Drilling through this turbulent, diffuse, hot medium, there are hundreds of thousands of X-ray sources, appearing primarily white in the image, and evenly distributed across the sky. Among them, distant active galactic nuclei appear as point sources.

Whereas galaxy clusters are revealed as X-ray nebulae. In total, approximately one million X-ray sources have been detected in this image. Image credit: Jeremy Sanders, Herman Brunner and the eSASS team / Max Planck Institute for Extraterrestrial Physics / Eugene Churazov and Marat Gilfanov, IKI.

"The image of the entire sky completely changes the way we see the energetic universe," said Dr. Dr., an astronomer at Planck's Mexican Institute for Extraterritorial Physics. Peter Predehl stated that he was the principal investigator for ERSITA. "We see a great expansion of wealth: the beauty of the images is really impressive."

Most of the objects in the entire EROSITA sky image are active galactic nuclei and massive galaxy clusters. It shows the composition and the peripheral medium of hot gas in the Milky Way, whose properties are important to understand the history of the construction of our galaxy.

It also reveals stars with a strong, magnetically active hot corona; Binary star consisting of neutron star, black hole, or white dwarf; And spectacular supernova remnants in our galaxies and other nearby galaxies, such as the Magellanic Clouds.

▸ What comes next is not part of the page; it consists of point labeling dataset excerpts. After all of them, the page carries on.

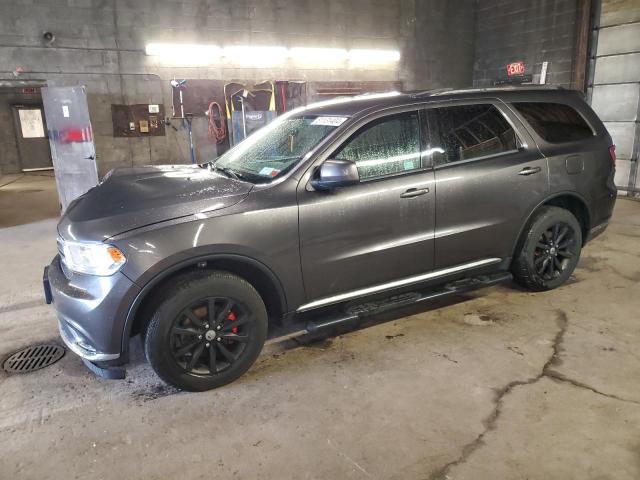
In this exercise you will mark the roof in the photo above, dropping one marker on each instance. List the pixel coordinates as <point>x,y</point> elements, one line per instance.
<point>361,104</point>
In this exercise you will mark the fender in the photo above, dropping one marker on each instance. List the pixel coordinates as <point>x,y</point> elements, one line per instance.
<point>574,194</point>
<point>168,271</point>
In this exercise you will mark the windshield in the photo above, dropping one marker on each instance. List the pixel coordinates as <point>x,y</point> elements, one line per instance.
<point>277,148</point>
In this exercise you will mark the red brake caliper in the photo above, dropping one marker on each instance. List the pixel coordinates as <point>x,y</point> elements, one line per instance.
<point>232,317</point>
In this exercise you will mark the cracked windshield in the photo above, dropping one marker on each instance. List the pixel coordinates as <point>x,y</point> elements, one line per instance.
<point>276,149</point>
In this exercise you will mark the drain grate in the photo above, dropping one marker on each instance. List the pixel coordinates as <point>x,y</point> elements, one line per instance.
<point>33,358</point>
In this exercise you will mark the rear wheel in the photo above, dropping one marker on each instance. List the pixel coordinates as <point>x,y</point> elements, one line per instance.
<point>549,251</point>
<point>208,332</point>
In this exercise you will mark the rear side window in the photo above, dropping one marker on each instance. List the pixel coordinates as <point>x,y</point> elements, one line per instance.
<point>387,146</point>
<point>469,131</point>
<point>555,122</point>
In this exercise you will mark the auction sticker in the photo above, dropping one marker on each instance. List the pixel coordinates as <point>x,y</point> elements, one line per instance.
<point>329,121</point>
<point>269,172</point>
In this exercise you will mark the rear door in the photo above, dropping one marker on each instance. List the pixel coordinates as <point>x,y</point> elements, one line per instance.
<point>489,176</point>
<point>378,230</point>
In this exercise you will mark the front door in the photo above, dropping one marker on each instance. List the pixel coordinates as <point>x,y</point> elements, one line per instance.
<point>489,177</point>
<point>71,140</point>
<point>31,138</point>
<point>379,230</point>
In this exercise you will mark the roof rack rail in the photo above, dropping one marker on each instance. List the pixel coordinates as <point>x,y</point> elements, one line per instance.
<point>427,93</point>
<point>506,88</point>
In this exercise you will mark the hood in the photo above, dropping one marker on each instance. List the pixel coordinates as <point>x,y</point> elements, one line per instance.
<point>130,198</point>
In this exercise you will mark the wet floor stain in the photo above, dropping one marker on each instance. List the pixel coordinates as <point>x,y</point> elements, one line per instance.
<point>154,392</point>
<point>391,337</point>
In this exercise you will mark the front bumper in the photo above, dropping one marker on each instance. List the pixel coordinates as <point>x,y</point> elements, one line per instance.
<point>91,310</point>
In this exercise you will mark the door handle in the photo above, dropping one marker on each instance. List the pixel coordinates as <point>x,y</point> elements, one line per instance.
<point>529,170</point>
<point>414,192</point>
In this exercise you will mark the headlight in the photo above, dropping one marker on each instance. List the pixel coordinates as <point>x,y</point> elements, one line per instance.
<point>92,258</point>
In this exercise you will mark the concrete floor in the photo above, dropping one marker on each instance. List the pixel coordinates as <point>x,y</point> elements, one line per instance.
<point>495,385</point>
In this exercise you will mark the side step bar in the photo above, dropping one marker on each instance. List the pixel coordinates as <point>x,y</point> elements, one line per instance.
<point>363,310</point>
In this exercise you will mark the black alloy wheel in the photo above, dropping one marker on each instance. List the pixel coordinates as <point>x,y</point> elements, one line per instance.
<point>207,330</point>
<point>554,251</point>
<point>548,249</point>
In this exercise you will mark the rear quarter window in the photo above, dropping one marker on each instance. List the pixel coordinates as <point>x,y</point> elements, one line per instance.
<point>555,122</point>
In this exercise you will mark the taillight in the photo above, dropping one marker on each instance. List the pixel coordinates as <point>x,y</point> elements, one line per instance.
<point>612,153</point>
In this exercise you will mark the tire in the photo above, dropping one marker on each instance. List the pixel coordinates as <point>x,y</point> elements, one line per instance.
<point>548,251</point>
<point>204,314</point>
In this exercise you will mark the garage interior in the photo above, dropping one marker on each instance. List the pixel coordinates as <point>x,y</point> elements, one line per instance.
<point>498,383</point>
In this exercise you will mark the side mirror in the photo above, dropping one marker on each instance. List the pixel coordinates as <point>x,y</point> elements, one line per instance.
<point>335,173</point>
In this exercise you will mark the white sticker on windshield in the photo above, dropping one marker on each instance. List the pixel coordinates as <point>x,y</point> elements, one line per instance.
<point>269,172</point>
<point>329,121</point>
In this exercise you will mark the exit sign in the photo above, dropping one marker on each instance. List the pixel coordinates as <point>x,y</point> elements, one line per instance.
<point>515,68</point>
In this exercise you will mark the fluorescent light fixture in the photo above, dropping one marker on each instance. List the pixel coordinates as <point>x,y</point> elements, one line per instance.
<point>184,53</point>
<point>318,54</point>
<point>246,55</point>
<point>370,56</point>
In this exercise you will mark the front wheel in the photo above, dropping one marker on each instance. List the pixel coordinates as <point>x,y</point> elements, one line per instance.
<point>549,251</point>
<point>208,332</point>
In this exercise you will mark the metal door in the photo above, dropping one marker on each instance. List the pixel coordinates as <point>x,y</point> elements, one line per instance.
<point>31,138</point>
<point>71,141</point>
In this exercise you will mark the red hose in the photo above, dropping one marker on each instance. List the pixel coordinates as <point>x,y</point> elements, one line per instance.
<point>219,133</point>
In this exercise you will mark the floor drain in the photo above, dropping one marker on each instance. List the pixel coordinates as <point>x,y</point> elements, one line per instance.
<point>33,358</point>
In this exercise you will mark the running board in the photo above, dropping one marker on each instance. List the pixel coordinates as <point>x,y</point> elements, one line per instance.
<point>363,310</point>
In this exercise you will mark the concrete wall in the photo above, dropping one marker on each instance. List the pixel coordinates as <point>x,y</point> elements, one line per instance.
<point>532,31</point>
<point>100,43</point>
<point>615,94</point>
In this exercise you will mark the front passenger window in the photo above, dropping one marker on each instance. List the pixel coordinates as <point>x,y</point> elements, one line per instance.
<point>387,146</point>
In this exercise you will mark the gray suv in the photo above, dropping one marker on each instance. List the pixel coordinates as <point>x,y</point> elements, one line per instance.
<point>333,212</point>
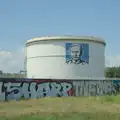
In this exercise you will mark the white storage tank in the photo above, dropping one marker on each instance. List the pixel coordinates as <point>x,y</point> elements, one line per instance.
<point>65,57</point>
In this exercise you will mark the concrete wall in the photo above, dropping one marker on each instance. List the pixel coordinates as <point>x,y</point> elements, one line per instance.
<point>16,89</point>
<point>53,57</point>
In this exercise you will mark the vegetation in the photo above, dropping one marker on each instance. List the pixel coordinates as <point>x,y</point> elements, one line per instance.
<point>69,108</point>
<point>112,72</point>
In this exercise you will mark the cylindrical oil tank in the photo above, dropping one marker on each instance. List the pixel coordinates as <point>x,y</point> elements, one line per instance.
<point>65,57</point>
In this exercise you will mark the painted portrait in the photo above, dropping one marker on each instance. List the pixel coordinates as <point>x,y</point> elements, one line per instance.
<point>77,53</point>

An annotated version of EROSITA All-Sky Image
An annotated version of EROSITA All-Sky Image


An annotated version of EROSITA All-Sky Image. Several main features of X-rays have been characterized, ranging from distant galaxy clusters (coma, Virgo, Fernax, Persus) to extended sources, such as supernova remnants (SNR) and nebulae, to sources of bright spots, e.g. Eg Sco X-1, the first extra-salting X-ray source to be detected.

The Vela SNR is the large Magellanic cloud in the quadrant at the lower right, the Shalley supercluster at the upper right, to the right of this image. Image credit: Jeremy Sanders, Herman Brunner and the eSASS team / Max Planck Institute for Extraterrestrial Physics / Eugene Churazov and Marat Gilfanov, IKI.

"We were all eagerly waiting for the first ERSISTA map in the entire sky," said Dr. Mara Salvato also said that of the Max Planck Institute for Extraterrestrial Physics. "Large regions of the sky are already covered at many other wavelengths, and we now have matching X-ray data." We need these other surveys to identify X-ray sources and understand their nature.

The EROSITA image also shows rare and exotic phenomena, including many types of clients and variables, such as flares from a compact object, merger of neutron stars, and swallowing of stars by black holes. Dr. "Aerosita often sees unexpected bursts of X-rays from the sky," said Salvato.